We also wanted to see how challenge wins would contribute to a player’s overall survival average. This average is a quantitative measure of overall success in challenges, tribal councils, and jury votes. A higher average indicates that a competitor played a successful game.
In this plot, there appears to be a positive trend between the survival score and challenge win percentage, indicating that those who were successful in challenges also played a strong game overall. These results suggest that successful Survivor players must have strong athletic and intellectual abilities- two components that are tested in individual challenges. However, it is important to note that this trend is not linear. The variations in the plot signify the overall randomness of Survivor. There is not only one factor that we can use to judge a successful player. For instance, there are many players who won zero immunity challenges but still ended the season with a decent survival score. Although their score was never as high as those who won multiple challenges, many were still in the 5–10 range. Thus, lack of success in individual challenges does not automatically mean a contestant cannot have a successful season.
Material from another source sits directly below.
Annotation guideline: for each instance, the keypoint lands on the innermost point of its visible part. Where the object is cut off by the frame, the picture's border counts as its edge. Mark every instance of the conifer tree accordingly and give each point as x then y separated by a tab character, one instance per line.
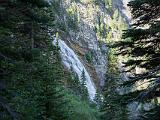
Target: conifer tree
142	45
We can search the data for trends, and some may stand out, but ultimately the decisions of the game lay in the hands of the contestants. While some outcomes may be more likely than others, we cannot truly and accurately predict every aspect of a game like Survivor.
Is winning team challenges more important than winning individual challenges?
Since there are both team and individual challenges in Survivor, we wanted to investigate which type of challenge was better at determining a contestant’s placement in the competition.
Examining the barplot above, the team challenge wins of the top 9 contestants are roughly the same on average, being around 5 to 6 wins. After that, the total team wins of those who placed higher than 9th gradually decreases.On the other hand, the individual challenge wins gradually decreased immediately after 1st place. This is different because the team challenge wins remain relatively stable until 9th place. This can be explained by many factors, such as the top 9 winning together as a team to survive, meaning they would have a similar number of wins.
However, this bar graph does not show how effective individual or team wins are at predicting placement. To answer this question, we did a logistic regression to see the importance of each feature. The results of the logistic regression can be seen in the figures below.
As seen in the confusion matrix, there were a lot of false positives, meaning that the model predicted a contestant would place top 3, when in reality, they didn’t. One possible explanation of this was that when tuning the parameters of the logistic regression, the scoring method used was f1, which is a balance of low false positives and false negatives. Another issue addressed was the imbalanced data, since only 120 out of the 731 contestants placed top 3. A stratified split was done to ensure that the proportion of contestants that placed top 3 was approximately the same in the training and testing sets, but it didn’t improve the model’s performance. Although a hypothesis test for significance wasn’t conducted, InChW (individual challenge wins) had a higher coefficient than team challenge wins, meaning that individual challenge wins are probably a better predictor of a top 3 placement than team challenge wins.